本日の講義は「脊髄小脳変性症(SCD)」についてです。

脊髄小脳変性症は、運動の調整に関係する脊髄や小脳の神経が障害されて起こる変性疾患の総称です。遺伝性で起きるものと原因不明のものとがあります。よくみられるのはオリーブ・橋・小脳萎縮症です。厚生労働省の特定疾患(いわゆる難病)の対象となっています。
主な症状は運動失調で、歩行時に身体が左右にふらついたり、手の細かな動作がしづらかったり、しゃべりにくかったりします。また、自律神経症状(起立性低血圧、発刊障害、膀胱・直腸機能障害、体温調節障害、睡眠時無呼吸)、パーキンソン症状(固縮、振戦、動作緩慢)、嚥下障害コミュニケーション障害錐体路徴候痙縮筋萎縮筋力低下などを合併します。

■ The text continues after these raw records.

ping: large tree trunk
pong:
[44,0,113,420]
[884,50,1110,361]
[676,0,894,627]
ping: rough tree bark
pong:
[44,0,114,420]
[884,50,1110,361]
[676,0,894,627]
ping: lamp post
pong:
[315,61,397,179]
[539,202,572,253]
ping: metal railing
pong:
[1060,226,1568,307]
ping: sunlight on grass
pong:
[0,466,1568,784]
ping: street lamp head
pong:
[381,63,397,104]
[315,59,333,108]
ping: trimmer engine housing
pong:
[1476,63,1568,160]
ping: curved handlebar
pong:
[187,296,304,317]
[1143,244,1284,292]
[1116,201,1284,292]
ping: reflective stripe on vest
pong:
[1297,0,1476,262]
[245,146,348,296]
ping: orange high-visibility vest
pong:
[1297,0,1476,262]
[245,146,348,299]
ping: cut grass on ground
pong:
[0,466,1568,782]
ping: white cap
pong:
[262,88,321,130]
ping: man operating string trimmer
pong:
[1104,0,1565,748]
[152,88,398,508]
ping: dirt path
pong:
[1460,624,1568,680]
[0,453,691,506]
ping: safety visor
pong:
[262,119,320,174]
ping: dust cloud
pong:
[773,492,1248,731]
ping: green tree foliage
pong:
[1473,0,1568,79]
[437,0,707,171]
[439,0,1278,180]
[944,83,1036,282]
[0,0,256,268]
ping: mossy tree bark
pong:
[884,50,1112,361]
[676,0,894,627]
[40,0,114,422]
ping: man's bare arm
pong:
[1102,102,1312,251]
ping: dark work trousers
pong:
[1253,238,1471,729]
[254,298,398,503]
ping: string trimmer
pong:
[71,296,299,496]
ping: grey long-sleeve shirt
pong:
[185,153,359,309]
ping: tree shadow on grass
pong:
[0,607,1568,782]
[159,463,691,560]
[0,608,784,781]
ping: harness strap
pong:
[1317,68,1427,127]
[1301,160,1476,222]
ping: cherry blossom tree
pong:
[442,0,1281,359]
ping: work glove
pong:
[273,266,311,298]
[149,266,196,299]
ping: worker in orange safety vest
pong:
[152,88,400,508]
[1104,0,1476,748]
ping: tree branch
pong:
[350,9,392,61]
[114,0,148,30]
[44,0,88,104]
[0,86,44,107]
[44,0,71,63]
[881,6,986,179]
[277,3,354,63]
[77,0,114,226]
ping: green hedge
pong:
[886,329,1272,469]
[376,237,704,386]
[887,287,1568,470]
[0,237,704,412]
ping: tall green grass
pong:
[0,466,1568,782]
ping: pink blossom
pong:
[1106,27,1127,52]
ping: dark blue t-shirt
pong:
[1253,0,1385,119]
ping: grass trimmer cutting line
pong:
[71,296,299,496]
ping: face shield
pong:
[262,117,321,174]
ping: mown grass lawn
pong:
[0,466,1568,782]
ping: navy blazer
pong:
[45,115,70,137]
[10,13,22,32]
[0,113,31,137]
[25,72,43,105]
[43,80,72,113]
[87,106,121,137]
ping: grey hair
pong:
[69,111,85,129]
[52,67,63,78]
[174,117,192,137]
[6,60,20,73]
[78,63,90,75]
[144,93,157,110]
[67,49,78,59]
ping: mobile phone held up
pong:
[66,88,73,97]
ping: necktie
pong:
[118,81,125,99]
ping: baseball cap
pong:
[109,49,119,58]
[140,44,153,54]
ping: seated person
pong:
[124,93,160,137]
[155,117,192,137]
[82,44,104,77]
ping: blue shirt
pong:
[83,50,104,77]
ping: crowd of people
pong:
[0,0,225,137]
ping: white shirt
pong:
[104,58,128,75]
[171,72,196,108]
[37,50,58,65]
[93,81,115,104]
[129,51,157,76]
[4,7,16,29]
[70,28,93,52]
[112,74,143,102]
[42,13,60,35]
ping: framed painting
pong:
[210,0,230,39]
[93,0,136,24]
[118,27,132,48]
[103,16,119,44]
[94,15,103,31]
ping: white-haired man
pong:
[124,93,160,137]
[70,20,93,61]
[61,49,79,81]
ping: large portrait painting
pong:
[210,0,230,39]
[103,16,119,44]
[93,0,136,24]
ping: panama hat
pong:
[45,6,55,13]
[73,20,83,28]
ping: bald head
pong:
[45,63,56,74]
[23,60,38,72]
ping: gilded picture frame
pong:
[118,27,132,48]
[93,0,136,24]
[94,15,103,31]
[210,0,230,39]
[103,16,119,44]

脊髄小脳変性症には種々の病系があり、遺伝性を示すものが多いのですが非遺伝性のものもあります。
オリーブ・橋・小脳萎縮症(弧発性と遺伝性)は、弧発性の場合は遺伝しません。遺伝性のものはメンツェル型遺伝性運動失調症に相当します。歩行障害で始まる全身の運動失調、パーキンソン症状、認知症などをきたします。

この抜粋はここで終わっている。